O picadinho não tem certidão de nascimento, embora alguns cariocas bem informados sustentem que ele surgiu na Lapa, bairro boêmio do Rio de Janeiro. Um restaurante instalado nas proximidades dos arcos, e cujo nome desapareceu no rol das coisas que desde sempre desmoronam com as chuvas, seria o berço deste prato tão democrático que nem receita exata tem. As combinações são incontáveis, cada um faz do seu jeito, reunindo na mesma panela os nossos temperos básicos, mais o que der na cabeça ou o que estiver mais fácil à mão: todas as ervas perfumadas ou uma apenas; cenouras, milho; palmito e azeitonas; até quiabo. Alguns temperam com cachaça, outros com uísque, a maioria não coloca álcool, só caldo de carne concentrado. O que mantém a personalidade do prato não é portanto o tempero, mas sim o corte da carne que deve ser picada de forma miúda, e para tal há de se ter faca afiada. Embora não valha a carne moída, em muitas regiões do país chamam ao refogado feito com ela de “picadinho”. Não é. O Aulete define o vocábulo como “prato de carne cortado em pedaços, geralmente com molho e acompanhamentos diversos”. Exemplifica: “Convidou-nos para jantar um picadinho com batatas”. Mas as parcerias clássicas do picadinho são o arroz branco, o feijão vermelho, a farofa de banana e o ovo pochê, colocado numa concha e mergulhado na água fervente e levemente salgada, mais nada, até que a clara deixe a transparência e fique branquinha, o que leva em média três minutos.

Do Rio, onde frequentou as mesas do Copacabana Palace e aplacou a fome de bacanas como Edith Piaf, Nat King Cole, Tony Bennett, Louis Armstrong e Marlene Dietrich, o prato pulou para São Paulo, com direito a um dia da semana.

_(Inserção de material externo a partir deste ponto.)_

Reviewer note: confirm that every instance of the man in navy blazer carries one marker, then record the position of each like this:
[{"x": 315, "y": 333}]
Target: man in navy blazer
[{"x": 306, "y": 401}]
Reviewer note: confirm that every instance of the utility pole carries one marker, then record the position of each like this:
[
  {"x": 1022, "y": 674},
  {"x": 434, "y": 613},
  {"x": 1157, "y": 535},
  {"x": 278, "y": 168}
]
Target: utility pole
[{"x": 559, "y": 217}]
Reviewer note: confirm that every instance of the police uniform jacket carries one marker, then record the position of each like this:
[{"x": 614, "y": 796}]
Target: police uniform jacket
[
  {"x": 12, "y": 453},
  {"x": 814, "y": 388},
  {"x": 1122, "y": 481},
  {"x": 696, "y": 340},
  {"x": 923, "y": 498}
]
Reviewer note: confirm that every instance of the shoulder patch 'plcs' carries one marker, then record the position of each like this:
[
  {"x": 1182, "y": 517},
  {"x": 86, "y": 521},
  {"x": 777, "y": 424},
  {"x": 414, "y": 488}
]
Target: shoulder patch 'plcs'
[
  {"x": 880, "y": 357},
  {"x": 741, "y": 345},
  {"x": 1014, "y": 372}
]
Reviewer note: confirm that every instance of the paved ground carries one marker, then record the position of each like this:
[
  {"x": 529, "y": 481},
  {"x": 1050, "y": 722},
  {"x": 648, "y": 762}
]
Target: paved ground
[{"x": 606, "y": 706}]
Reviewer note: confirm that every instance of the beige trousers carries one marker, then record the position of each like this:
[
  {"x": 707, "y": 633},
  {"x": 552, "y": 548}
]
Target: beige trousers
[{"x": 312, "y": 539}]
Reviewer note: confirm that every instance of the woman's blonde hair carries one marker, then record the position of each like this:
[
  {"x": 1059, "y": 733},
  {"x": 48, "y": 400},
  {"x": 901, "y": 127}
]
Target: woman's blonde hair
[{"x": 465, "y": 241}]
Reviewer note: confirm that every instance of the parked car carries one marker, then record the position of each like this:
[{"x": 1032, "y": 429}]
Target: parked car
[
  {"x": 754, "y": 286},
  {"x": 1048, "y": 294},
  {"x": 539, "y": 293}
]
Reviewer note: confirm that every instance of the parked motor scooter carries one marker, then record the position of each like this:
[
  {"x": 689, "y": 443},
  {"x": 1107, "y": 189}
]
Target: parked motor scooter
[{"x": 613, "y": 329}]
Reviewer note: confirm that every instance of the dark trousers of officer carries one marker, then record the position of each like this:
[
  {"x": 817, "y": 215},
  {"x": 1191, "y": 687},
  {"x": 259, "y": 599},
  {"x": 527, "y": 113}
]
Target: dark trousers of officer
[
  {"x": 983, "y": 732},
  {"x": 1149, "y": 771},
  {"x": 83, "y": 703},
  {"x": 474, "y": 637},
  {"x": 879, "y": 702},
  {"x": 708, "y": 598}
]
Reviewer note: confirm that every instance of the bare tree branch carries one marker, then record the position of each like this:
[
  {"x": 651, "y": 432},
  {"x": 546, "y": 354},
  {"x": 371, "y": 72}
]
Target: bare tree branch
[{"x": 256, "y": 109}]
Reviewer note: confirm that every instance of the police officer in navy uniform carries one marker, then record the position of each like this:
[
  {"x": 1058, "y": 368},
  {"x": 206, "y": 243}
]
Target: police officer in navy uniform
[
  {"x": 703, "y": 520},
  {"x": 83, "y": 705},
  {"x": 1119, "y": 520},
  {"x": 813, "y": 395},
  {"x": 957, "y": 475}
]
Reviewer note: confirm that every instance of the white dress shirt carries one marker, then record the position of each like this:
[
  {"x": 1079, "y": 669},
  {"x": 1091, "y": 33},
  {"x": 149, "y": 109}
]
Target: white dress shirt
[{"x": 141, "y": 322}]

Assim como o paulistano se habituara com a feijoada aos sábados, passou a se acostumar com o picadinho das segundas-feiras, servido neste dia por muitos restaurantes, até que os tempos trouxeram mudanças e os cardápios passaram a ser geridos por outros interesses. Mas o picadinho persiste como exercício de muitos chefs, cozinheiros, donas de casa, universitários que moram sós e apostam na versatilidade e facilidade da proposta. Hoje faz parte do menu executivo e é apreciado por patrões e empregados, nivelados pelo bom gosto e preferência por comida bem brasileira.

A minha receita costuma agradar. Tempero com vinho, junto cebolas miudinhas e só me decido a preparar o prato quando as encontro na feira. O modus operandi tem no longo cozimento o seu diferencial. Em tempo de comida pronta e rápida, parece algo extraordinário deixar uma carne cozinhando lentamente durante duas horas. Mas é isso exatamente que faz a diferença. Nem tudo o que é demorado é difícil. Apenas pede paciência, nada mais. Vale a pena: o caldo se apura, ganha consistência, o sabor se concentra, aviva-se a cor. Como faço? Assim. Corto um quilo de coxão mole ou alcatra em pedaços mínimos. Tempero com sal, alho, pimenta e folha de louro, deixando pegar gosto por meia hora. Refogo no azeite por uns cinco minutos, mexendo sempre. Junto o pimentão e os cubos de caldo de carne. Depois, o purê de tomates e o vinho. Deixo reduzir e vou colocando água aos poucos, durante todo o tempo de cocção. Nos últimos dez minutos acrescento as cebolas.